Poolse Successieoorlog
Poolse Successieoorlog | ||||
---|---|---|---|---|
Stanislaus Leszczynski, verloor de strijd om de Poolse troon
| ||||
Datum | 1733 - 1738 | |||
Locatie | Europa: Polen, Rijnland en Noord-Italië | |||
Resultaat | Verdrag van Wenen (1738): troon gaat naar Frederik August II van Saksen | |||
Casus belli | Onenigheid tussen grootmachten over opvolging August II van Polen | |||
Territoriale veranderingen |
Lotharingen Frans (Leszczyński hertog), Napels-Sicilië Spaans (Carlos koning), Parma Oostenrijks | |||
Strijdende partijen | ||||
|
De Poolse Successieoorlog was een oorlog van 1733 tot 1738 om de opvolging op de Poolse troon, waarbij behalve het Pools-Litouwse Gemenebest ook Rusland, Saksen, Oostenrijk, Frankrijk en Spanje betrokken waren.
Na de dood van de Poolse koning August de Sterke in 1733 was de Poolse Sejm verdeeld over de vraag wie hem moest opvolgen. Buitenlandse mogendheden gingen zich in deze kwestie mengen. De Franse kandidaat was Stanislaus Leszczynski, de Russische en Oostenrijkse kandidaat was Frederik August II van Saksen, de zoon van de overleden koning.
Omdat Polen veel te ver van de Franse machtssfeer af lag, hadden de Fransen geen mogelijkheid om hun kandidaat, die de schoonvader was van koning Lodewijk XV van Frankrijk, daadwerkelijke steun te bieden. De Franse eerste minister kardinaal de Fleury besloot daarom zich te beperken tot een aantasting van de Oostenrijkse machtspositie in West-Europa. Om de Britten niet te provoceren om aan de oorlog deel te nemen, zag hij af van een aanval op de Oostenrijkse Nederlanden, maar beperkte hij zich ertoe om de Franse legers Lotharingen te laten veroveren op Frans van Lotharingen, de verloofde van de Oostenrijkse troonopvolgster Maria Theresia, en om de Oostenrijkse bezittingen in Zuid-Italië te veroveren.
Russische en Oostenrijkse troepen liepen in de tussentijd heel Polen onder de voet en Stanislaus Leszczynski moest (in vrouwenkleren vermomd) per schip uit het belegerde Danzig ontsnappen.

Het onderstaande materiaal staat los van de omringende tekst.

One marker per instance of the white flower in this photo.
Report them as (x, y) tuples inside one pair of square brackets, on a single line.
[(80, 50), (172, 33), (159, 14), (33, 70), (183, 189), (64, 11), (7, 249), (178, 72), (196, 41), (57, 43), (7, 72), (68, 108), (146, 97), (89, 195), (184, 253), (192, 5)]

Bij de uiteindelijke Vrede van Wenen werd er een voor de verschillende partijen min of meer bevredigende "deal" getroffen. Lodewijk XV accepteerde dat zijn schoonvader de Poolse troon verloren had. Deze mocht echter voor de rest van zijn leven het hertogdom Lotharingen besturen (doordat hij zo erg oud werd zou het tot 1766 duren voordat Frankrijk dit begeerde gebied eindelijk kon annexeren). Frans van Lotharingen kreeg Toscane in ruil voor zijn voorvaderlijke hertogdom. Don Carlos (de latere Karel III), zoon van koning Filips V van Spanje, een familielid van de Franse koning, mocht voortaan op het op de Oostenrijkers veroverde koninkrijk Napels en Sicilië regeren, in ruil waarvoor hij alleen het kleine hertogdom Parma, dat hij van zijn moeder had geërfd, aan Oostenrijk moest afstaan.